We try to make minutiae into part of a larger pattern. Breaking a glass foretells some horrible calamity. Finding a penny must be part of a larger pattern.

Eh. Humans.

Try, Well, it's probably unrelated to global warming one way or another--some things, as far as we can tell, are just random, and are neither driven by or symptomatic of a larger pattern. Not a very satisfying statement. Then again, humans vastly overgenerate hypotheses to account for randomness. We're great at abductive reasoning. Not so great at worrying about testability.
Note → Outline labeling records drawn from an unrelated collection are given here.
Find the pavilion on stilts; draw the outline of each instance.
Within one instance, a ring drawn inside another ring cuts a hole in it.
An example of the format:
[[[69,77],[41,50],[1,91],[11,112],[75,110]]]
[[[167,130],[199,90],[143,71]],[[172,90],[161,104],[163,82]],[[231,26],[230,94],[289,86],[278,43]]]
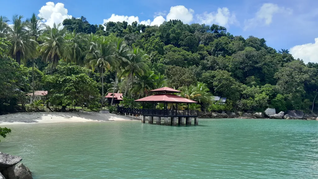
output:
[[[148,116],[149,124],[153,124],[155,120],[156,121],[156,124],[160,125],[161,124],[162,118],[164,119],[165,125],[184,125],[184,118],[185,118],[186,125],[191,125],[192,119],[193,118],[194,118],[195,125],[198,124],[198,111],[189,110],[189,104],[196,103],[196,101],[175,95],[174,93],[180,93],[181,91],[168,87],[164,87],[150,91],[157,94],[135,100],[135,101],[142,103],[142,109],[125,108],[118,106],[117,107],[118,111],[120,112],[124,113],[125,114],[127,113],[130,113],[142,115],[142,123],[146,123],[146,117]],[[145,109],[144,108],[144,103],[151,103],[152,104],[152,109]],[[156,106],[158,103],[163,104],[163,109],[156,109]],[[187,104],[187,110],[178,109],[178,104]],[[167,107],[169,104],[172,104],[172,107],[170,110],[168,109]],[[174,109],[174,105],[175,105],[175,107]]]

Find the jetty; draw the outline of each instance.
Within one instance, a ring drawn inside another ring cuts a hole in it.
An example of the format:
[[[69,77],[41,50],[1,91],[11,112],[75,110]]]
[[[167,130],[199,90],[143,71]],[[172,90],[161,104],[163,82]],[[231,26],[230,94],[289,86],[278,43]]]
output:
[[[142,122],[146,123],[146,117],[148,118],[148,123],[161,125],[161,119],[164,119],[164,125],[191,125],[192,118],[194,118],[195,125],[198,123],[199,111],[197,110],[189,110],[189,104],[196,103],[197,102],[189,99],[183,97],[175,94],[175,93],[181,92],[168,87],[164,87],[150,91],[156,94],[152,96],[135,100],[135,101],[142,103],[142,109],[126,108],[118,106],[117,111],[120,112],[132,114],[133,115],[142,115]],[[151,105],[147,105],[148,108],[145,107],[145,103],[149,103]],[[163,104],[163,109],[156,109],[156,106],[158,103]],[[178,104],[182,104],[186,105],[187,110],[179,110],[182,108]],[[151,106],[149,107],[149,106]],[[168,106],[170,109],[168,109]],[[149,108],[149,109],[148,109]]]

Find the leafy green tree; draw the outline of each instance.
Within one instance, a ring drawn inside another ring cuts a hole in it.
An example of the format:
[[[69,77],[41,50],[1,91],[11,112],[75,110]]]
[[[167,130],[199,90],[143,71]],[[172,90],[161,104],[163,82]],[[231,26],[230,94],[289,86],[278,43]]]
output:
[[[100,97],[97,82],[87,75],[92,72],[77,66],[58,66],[56,72],[43,78],[50,103],[62,106],[63,112],[67,106],[74,104],[97,108]]]

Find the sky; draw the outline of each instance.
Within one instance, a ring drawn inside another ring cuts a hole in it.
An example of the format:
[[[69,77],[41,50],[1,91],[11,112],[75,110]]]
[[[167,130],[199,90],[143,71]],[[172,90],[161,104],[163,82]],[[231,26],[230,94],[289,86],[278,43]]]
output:
[[[316,0],[33,0],[3,1],[0,15],[38,14],[52,25],[83,16],[91,24],[137,21],[160,25],[179,19],[184,23],[216,24],[234,35],[264,38],[277,50],[288,49],[295,59],[318,62]]]

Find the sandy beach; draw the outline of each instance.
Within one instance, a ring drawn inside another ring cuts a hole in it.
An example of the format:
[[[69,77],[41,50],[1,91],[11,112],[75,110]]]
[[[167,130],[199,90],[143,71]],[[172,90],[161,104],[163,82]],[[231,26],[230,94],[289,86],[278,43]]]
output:
[[[110,113],[89,112],[23,112],[0,116],[0,125],[26,123],[104,122],[136,120]]]

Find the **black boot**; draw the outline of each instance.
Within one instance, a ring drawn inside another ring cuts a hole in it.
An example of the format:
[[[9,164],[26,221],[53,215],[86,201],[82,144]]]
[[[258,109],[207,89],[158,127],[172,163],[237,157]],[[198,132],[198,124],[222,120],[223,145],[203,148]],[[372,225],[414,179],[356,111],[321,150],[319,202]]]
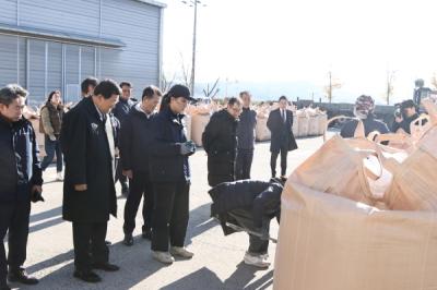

http://dotearth.blogs.nytimes.com/2010/01/04/polar-pressure-pattern-driving-chill-nearly-off-chart/

http://www.nytimes.com/2010/01/10/weekinreview/10chang.html?scp=7&sq=weather%20jet%20stream&st=cse

In other words, all the attempts to feel superior to the Neandertal mouth-breathers, all the attempts to justify why this means we can expect global temperatures to soar--just as all the random grousing about how we've entered a new glacial--are unnecessary. Just so much mouth breathing by, it seems, the closely related tribe from the valley next to the Neander Valley, just slightly to the left. The Schwarzbachtal, is it? (It's a case of two sides arguing, both assured that they're right; the thing is, there's no good reason to believe either side is right.)